Kiranya sinar putih lebar tadi adalah gerakan sebuah kipas putih yang kini dipegang oleh tangan kiri Kam Hong dan dibeberkan lalu dipakai untuk mengipasi lehernya seolah-olah pemuda sastrawan ini merasa kegerahan! Padahal, berdiri tegak dengan kipas terpentang lalu dikipas-kipaskan di leher itu merupakan pasangan pembukaan dari ilmu silat kipas Lo-hai San-hoat (Ilmu Kipas Pengacau Lautan)!
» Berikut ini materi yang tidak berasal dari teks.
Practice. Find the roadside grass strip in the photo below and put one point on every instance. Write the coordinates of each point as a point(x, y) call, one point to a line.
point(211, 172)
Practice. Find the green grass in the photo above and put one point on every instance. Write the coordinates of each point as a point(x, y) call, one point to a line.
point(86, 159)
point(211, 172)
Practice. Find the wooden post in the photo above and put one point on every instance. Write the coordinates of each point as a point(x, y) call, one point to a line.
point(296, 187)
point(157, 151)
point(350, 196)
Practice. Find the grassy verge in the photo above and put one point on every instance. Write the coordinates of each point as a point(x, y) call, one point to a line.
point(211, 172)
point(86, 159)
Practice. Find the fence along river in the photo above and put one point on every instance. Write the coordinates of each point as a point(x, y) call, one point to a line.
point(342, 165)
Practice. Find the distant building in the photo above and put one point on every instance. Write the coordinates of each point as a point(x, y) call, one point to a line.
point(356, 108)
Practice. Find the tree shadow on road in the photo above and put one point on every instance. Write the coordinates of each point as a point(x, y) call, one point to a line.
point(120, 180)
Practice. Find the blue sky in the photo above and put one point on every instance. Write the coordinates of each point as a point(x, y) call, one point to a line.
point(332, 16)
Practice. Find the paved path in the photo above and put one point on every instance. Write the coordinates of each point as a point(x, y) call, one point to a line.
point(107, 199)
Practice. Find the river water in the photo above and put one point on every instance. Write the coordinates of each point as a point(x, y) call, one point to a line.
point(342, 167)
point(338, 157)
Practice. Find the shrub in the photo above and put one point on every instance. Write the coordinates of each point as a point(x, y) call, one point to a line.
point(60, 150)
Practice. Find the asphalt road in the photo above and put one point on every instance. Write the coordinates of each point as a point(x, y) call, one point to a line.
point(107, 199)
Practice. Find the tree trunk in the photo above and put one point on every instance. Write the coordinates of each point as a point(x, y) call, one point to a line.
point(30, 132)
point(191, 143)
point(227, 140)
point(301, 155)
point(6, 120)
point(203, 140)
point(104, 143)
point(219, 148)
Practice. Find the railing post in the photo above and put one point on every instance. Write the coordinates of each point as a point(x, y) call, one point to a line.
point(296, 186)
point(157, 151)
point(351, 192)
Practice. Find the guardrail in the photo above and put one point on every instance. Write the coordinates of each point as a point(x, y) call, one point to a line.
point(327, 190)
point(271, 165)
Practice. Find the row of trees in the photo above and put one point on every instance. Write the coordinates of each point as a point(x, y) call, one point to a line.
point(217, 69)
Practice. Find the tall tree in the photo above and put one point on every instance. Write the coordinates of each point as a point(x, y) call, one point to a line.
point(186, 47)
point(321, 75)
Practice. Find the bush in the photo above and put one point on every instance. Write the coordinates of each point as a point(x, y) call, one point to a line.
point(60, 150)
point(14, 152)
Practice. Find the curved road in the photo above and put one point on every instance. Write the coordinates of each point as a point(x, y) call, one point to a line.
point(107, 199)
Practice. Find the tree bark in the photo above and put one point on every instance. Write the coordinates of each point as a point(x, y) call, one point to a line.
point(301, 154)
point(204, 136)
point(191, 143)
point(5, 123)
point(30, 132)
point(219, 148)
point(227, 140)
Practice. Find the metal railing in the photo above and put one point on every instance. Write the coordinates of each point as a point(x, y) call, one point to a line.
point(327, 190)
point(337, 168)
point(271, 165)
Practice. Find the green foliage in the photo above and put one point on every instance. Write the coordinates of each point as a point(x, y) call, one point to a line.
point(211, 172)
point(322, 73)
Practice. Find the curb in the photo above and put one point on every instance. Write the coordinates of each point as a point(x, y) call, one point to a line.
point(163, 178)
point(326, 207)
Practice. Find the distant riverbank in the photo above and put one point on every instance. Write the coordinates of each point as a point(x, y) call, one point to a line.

Ilmu ini merupakan satu di antara ilmu-ilmu warisan keluarga Suling Emas, satu di antara ilmu-ilmu yang amat diandalkan dan yang dahulu pernah mengangkat tinggi nama Pendekar Sakti Suling Emas! Ketika sejenak kipas itu berhenti mengebut, empat orang wanita yang kini bergerak melangkah perlahan mengelilinginya itu dapat membaca huruf-huruf indah yang tertulis di permukaan kipas putih itu.

Hanya yang kosong dapat menerima tanpa meluap hanya yang lembut mampu menerobos yang kasar Yang merasa cukup adalah yang sesungguhnya kaya raya!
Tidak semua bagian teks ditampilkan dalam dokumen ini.